Bargain shopping is great, but not when it comes to plastic surgery. Many doctors who promote inexpensive “awake” plastic surgery are week-end-trained family physicians, general surgeons, dentists, gynecologists, or other doctors who call themselves “cosmetic surgeons” and have no formal residency training in plastic surgery. To escape scrutiny, they often perform procedures in uncertified office facilities without a board-certified anesthesiologist. A cosmetic surgeon’s main sales point is the “safety” of awake anesthesia for surgery at a bargain basement price.
Patients often believe local anesthesia is always safe, and general anesthesia is always dangerous. But when most well-trained plastic surgeons do a major procedure under general anesthesia, patients should question whether awake anesthesia for that same surgery is really safer.
Certainly, many procedures are safely done under local anesthesia and sedation, but in major cases general anesthesia is safer. Make sure your interests are aligned with your doctors? interests. It’s easy for doctors to play to patients? fears, claiming that general anesthesia is “dangerous.”
In fact, awake anesthesia can result in extreme pain with the patient screaming and struggling to get off the table during the procedure. Surgical results can be variable and sometimes regrettable. Revisions inevitably cost more than the original surgery, and in some cases even the best plastic surgeon cannot correct the damage done. In some cases patients have died from local anesthesia toxicity and heavy sedation, especially when corners have been cut and credentialing ignored.

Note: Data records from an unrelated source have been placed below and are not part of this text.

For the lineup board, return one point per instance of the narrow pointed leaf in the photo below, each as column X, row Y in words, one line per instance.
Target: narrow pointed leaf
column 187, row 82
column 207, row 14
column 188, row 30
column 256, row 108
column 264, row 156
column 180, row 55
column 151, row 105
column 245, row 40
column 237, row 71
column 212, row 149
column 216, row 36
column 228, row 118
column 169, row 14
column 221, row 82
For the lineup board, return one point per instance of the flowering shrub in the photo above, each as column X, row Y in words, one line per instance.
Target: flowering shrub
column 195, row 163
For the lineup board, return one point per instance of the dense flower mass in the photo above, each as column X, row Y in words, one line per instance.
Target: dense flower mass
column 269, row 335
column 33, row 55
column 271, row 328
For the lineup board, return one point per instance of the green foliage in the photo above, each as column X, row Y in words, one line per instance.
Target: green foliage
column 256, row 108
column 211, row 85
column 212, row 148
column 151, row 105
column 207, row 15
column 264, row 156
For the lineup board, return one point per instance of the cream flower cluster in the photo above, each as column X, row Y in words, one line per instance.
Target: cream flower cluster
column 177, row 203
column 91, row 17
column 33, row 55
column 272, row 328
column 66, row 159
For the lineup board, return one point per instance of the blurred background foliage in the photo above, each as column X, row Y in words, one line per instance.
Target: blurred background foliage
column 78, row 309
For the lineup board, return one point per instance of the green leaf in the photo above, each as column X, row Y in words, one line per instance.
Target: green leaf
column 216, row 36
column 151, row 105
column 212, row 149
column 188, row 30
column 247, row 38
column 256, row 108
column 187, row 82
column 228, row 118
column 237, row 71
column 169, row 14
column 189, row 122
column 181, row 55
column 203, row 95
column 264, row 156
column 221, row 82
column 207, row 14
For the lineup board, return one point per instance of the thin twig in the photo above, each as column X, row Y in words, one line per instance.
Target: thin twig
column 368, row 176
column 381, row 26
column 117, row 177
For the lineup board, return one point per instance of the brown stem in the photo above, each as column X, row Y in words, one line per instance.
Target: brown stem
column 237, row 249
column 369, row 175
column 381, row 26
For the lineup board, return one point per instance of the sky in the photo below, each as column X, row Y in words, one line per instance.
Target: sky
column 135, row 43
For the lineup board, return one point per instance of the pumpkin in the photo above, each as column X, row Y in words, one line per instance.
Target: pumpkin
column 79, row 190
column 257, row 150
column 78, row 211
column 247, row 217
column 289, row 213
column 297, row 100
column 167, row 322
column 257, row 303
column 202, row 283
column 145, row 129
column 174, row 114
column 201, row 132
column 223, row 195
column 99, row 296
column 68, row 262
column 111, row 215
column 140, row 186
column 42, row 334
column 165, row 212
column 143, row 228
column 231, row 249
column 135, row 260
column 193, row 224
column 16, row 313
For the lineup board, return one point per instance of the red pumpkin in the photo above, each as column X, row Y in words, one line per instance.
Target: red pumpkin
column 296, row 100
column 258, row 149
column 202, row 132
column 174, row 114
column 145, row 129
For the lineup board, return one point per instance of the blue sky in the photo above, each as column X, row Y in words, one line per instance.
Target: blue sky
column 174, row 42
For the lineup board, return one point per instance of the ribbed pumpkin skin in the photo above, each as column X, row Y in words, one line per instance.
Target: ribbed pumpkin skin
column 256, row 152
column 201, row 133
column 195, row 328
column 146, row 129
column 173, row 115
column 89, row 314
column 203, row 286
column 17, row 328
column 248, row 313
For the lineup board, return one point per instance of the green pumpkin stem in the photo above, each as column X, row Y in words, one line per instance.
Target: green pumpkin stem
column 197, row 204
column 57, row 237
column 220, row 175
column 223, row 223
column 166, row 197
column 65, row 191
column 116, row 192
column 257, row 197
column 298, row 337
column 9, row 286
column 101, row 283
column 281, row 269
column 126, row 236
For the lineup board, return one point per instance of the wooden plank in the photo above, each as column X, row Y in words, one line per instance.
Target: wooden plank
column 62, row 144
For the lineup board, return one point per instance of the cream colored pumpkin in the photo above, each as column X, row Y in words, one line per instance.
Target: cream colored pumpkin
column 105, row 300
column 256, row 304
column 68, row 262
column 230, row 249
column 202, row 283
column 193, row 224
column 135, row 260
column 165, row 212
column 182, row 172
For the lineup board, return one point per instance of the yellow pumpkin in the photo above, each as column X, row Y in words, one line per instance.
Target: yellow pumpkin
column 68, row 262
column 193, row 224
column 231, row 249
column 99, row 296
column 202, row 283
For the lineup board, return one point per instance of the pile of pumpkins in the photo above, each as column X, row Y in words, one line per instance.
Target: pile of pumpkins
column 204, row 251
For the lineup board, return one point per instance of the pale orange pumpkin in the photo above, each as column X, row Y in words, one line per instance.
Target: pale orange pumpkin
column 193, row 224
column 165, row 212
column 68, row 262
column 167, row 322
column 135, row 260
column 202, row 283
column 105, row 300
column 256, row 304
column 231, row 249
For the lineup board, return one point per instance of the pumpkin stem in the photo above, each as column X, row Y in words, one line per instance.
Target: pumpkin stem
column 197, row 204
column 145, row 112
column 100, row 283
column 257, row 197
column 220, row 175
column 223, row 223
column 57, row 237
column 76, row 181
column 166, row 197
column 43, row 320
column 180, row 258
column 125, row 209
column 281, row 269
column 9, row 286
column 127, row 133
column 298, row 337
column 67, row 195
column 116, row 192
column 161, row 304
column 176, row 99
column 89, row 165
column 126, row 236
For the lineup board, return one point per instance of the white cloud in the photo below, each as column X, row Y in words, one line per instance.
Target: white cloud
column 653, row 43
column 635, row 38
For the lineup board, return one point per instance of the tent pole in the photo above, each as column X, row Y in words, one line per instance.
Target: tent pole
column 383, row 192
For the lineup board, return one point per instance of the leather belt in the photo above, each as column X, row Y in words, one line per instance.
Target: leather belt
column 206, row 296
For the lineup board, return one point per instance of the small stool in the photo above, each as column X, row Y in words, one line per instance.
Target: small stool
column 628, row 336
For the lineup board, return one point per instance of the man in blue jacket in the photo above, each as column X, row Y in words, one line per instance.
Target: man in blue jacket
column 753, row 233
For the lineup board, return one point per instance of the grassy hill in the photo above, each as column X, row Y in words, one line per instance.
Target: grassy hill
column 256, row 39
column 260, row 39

Why do some surgeons use awake anesthesia for cases for which most board-certified plastic surgeons use general anesthesia? First, the untrained “plastic surgeon” isn’t able to obtain surgical privileges in a certified facility that demands certification to perform plastic surgery. Another incentive is profit, since the surgeon pockets more by using a poorly equipped, uncertified operating room without an anesthesiologist.
Ask yourself these questions:
- If a particular doctor is a lot cheaper, is your safety being put on the chopping block?
- Is your cosmetic surgeon certified by The American Board of Plastic Surgery or someone who has board certification in general surgery, oral surgery, dentistry, OB GYN, family practice, or a board that is not recognized by the American Board of Medical Specialties?
Protect yourself. The stakes in choosing the wrong surgeon are higher than most people believe.